9:28am: Ideally, Adam Vinatieri would like to play through his 49th birthday in December. But, at this stage, the longtime NFL kicker doesn’t see it happening.

I haven’t officially retired, but I’m probably on that way,” Vinatieri said in a recent interview with Morten Andersen (via the Indy Star). “Like I said, I’m continuing to do stuff to try and get there. It’s just not … there might be a time to officially do that here in the near future.”

Vinatieri’s contract with the Colts expired at the end of the 2019 season, making him an unrestricted free agent. The veteran planned on returning to the field in 2020, but quarantine life hampered the rehabilitation of his surgically-repaired knee. Meanwhile, the Colts moved on to undrafted rookie kicker Rodrigo Blankenship.

On the whole, Vinatieri’s career has been legendary. Over the course of 24 seasons, he captured four Super Bowl rings, three First Team All-Pro nods, and countless clutch kicks. His late-year injury resulted in his first missed game since Super Bowl XLIV. And, with the Colts, he had perfect attendance dating back to 2010.

With that said, Vinatieri did show some signs of slowing down in 2019. He made just 17 of his 25 field goal tries and 22 of his 28 extra points. The Colts had issues beyond the special teams unit, of course, but those misses did not help matters as they dropped out of playoff contention.

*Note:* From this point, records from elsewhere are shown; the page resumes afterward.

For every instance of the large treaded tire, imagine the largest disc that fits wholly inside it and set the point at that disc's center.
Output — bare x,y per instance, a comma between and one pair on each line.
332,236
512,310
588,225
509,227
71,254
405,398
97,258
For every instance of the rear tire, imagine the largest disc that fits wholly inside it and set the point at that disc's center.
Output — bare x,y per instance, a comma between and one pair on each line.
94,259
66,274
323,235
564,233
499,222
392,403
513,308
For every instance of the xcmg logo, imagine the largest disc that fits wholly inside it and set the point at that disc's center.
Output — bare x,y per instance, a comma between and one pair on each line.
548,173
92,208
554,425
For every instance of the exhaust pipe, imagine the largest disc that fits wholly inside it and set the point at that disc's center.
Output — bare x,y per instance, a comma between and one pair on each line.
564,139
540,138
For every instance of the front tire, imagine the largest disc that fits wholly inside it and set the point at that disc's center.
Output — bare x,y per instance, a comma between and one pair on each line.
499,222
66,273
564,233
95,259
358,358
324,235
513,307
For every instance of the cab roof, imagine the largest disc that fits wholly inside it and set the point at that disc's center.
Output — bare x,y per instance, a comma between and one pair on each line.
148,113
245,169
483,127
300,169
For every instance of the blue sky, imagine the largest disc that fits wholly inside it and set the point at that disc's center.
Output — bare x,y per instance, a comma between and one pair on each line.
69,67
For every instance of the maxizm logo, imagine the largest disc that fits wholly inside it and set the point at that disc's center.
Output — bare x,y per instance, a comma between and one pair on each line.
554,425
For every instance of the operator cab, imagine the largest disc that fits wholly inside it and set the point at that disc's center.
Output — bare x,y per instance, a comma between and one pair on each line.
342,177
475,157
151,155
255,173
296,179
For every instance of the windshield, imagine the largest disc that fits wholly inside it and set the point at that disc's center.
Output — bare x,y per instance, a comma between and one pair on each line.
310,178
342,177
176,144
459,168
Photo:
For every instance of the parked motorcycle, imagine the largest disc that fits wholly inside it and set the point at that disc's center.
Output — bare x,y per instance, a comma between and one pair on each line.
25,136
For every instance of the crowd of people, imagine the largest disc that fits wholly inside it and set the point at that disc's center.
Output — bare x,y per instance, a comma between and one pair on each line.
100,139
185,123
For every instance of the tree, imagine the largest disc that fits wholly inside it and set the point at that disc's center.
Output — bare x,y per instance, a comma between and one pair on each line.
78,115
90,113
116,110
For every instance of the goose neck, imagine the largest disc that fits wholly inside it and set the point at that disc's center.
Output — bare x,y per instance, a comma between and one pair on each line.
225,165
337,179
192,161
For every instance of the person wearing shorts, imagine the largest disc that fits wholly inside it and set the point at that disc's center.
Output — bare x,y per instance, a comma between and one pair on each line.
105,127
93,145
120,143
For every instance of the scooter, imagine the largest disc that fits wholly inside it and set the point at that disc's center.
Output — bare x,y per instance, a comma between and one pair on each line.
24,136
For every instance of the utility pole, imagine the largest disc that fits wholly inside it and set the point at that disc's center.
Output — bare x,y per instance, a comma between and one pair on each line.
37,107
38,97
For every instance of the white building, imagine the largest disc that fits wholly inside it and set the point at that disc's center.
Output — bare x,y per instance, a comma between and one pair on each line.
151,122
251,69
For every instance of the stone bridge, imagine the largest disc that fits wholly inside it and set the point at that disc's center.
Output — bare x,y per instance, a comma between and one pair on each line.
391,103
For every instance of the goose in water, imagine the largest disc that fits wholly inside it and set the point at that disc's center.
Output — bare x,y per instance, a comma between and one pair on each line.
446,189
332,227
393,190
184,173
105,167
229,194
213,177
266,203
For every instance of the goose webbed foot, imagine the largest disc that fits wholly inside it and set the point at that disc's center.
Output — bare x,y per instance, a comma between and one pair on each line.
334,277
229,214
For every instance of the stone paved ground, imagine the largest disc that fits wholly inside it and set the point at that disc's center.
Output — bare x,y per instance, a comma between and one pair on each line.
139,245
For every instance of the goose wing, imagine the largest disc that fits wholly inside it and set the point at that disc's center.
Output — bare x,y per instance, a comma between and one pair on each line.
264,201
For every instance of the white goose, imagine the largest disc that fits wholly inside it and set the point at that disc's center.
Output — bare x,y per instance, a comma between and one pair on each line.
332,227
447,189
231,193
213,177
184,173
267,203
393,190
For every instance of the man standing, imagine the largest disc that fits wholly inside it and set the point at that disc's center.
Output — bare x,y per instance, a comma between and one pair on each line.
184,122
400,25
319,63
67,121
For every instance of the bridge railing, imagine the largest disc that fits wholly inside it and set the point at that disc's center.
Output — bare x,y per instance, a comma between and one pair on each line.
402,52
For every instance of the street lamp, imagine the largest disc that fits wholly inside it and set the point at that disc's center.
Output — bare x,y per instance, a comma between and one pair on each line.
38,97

When you get to be our age, and you’ve kicked as many balls as we have, things start to wear out a little bit,” Vinatieri said. “Unfortunately, it was a little bit more than we were hoping. We knew we had some stuff in (the knee) that needed to be fixed. But when our surgeon went in there, he said, ‘I’m not giving you the 40,000-mile overhaul; it looked like we gave you the 80,000-mile overhaul.’”

If Vinatieri returns for another NFL season, it’ll be a historic feat. Currently, quarterback/kicker George Blanda holds the league’s all-time record on that front having played at the age of 48 in the 1975 season.